The answer, however—or the very first word of it—is perhaps the most beautiful and compelling of all words. Christ. (“Christ teaches…” and it continues with the double-love command from Matthew 22). Where you might expect the gavel to come down, to be body-slammed by the Decalogue, the Catechism gives you Jesus instead. What does God want from us? How do we know how to live? Jesus! Not primarily through ten heavy duty commandments, but by watching, listening to, following, and loving Jesus. I wish this was a turn and a trait found more often in Reformed theology in general. Wanna know God? Wanna know what it is to be human? Look at Jesus. Again, no disrespect to the Ten Commandments or the Old Testament, but it’s about Jesus. (Of course, the Decalogue finally does appear near the end of Catechism, in the closing “gratitude” portion.)
Optional digression #2: Shouldn’t all those Christian zealots who want the Decalogue inscribed on the courthouse or some massive monument in the town square, instead, according to the Heidelberg, be pushing for the monument to be of Matthew 22, “Love the Lord your God…and your neighbor as yourself”? Even better, if Jesus is the new lawgiver, then aren’t the beatitudes from the Sermon on the Mount (Matthew 6), his version of the law? Wouldn’t the beatitudes on a courtroom monument be sweet?
Okay, if you’re still with me, in our worship bulletin we soften “The Law of God” by calling it “A Guide to Grateful Living.” I’ve also seen it called “A Call to New Discipleship.”
Here is the little twist that made a huge impact on the way I look at and use “the Law” in worship. Somewhere I heard or read, “Any ethical directive from scripture may be used from time to time, in place of the Ten Commandments.” This changed my outlook on the Law in worship. For the congregation I serve, “from time to time,” is probably ninety percent of the time.
There are all sorts of wonderful and beautiful ethical passages in scripture, and we use a lot of them in worship.
God has shown you, o people, what is good and what the Lord requires of you. To do justice, to love kindness, and to walk humbly with your God. Micah 6:8
My little children, let us love not in words and chatter. Let us love us in deeds and action. 1 John 3:18
Segments of the Sermon on the Mount, portions of Romans 12 (inasmuch as it depends on you, live peaceably with all people…) or Hebrews 13 (some in their hospitality have entertained angels unawares…). About every letter of Paul closes with some directives (Do not worry about anything…Clothe yourself with compassion, kindness, humility… Do not use your freedom as license for self-indulgence… Sing psalms, hymns, and spiritual songs…) If the parameter is simply an ethical passage, the opportunities are almost endless.
This variety, both in tone and topic, makes it much easier for the Law to seem like a gift, not a burden. A life of gratitude comes into clearer focus.

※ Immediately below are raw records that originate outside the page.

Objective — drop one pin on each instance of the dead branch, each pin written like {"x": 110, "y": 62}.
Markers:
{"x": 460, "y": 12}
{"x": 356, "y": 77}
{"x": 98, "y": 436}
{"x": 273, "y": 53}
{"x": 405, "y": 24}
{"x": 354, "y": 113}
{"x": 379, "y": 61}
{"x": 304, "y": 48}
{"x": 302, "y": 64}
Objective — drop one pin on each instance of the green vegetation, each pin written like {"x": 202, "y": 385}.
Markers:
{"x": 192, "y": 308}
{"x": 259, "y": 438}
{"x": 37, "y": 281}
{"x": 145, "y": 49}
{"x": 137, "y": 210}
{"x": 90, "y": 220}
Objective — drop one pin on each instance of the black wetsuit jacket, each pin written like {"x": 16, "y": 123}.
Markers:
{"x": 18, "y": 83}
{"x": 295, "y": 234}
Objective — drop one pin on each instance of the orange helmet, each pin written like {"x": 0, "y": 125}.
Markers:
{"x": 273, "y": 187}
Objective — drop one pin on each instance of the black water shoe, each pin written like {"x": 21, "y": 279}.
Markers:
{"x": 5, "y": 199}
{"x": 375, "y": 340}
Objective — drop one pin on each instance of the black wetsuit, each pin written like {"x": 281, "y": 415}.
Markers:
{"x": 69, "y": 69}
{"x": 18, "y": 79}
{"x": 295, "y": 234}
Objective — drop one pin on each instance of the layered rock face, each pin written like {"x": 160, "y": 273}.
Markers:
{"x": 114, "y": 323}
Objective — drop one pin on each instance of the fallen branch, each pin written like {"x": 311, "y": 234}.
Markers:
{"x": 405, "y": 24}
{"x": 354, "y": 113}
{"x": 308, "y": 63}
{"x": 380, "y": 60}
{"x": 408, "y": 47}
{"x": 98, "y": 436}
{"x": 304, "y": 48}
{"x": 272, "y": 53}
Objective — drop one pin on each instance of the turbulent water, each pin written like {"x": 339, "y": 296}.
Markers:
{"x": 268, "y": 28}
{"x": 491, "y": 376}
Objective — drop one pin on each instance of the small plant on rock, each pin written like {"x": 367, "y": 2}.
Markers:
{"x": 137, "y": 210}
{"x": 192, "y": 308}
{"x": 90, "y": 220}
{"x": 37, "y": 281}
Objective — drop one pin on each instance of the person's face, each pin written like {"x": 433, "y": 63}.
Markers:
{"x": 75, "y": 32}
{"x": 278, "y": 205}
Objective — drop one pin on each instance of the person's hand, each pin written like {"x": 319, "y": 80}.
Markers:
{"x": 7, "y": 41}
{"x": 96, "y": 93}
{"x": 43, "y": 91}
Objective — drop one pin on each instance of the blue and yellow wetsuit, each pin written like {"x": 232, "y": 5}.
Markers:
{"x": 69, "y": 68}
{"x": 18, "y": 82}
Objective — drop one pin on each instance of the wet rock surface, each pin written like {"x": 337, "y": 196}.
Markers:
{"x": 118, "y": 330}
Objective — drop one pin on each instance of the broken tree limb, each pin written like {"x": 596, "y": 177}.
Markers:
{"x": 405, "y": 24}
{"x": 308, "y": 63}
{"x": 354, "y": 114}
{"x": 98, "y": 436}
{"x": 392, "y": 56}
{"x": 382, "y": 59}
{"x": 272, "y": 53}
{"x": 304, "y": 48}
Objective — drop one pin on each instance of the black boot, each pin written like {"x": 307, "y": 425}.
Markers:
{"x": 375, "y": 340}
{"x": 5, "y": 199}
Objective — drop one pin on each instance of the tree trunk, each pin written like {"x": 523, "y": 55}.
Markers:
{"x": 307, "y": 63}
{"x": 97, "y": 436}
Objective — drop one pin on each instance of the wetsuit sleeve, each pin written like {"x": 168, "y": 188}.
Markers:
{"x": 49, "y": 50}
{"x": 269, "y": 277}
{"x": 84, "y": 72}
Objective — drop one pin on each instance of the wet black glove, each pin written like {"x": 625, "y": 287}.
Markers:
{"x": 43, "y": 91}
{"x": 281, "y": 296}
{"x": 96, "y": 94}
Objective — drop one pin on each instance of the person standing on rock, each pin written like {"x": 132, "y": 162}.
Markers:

Without capitulating to modern psychology, can I say that these various ethical statements seem to sit better with today’s psyche?—especially a congregation like mine, where the trauma of past oughts, musts, and shalt-nots is just below the surface.
Finally, one more way I’ve come to love the law in worship. It means that a clear ethical component is always present in worship, so I don’t feel as much need to preach ethics. A colleague observed, “The more the other portions of worship do, the less work the sermon has to do.” Perhaps this explains, even exonerates, Catholic and Anglican preaching, which Protestants always feel a need to disparage. If I could feed my people the actual body of Christ to eat, it would sure take some of the pressure off preaching.
I’m not saying that’s a law, just some guidance.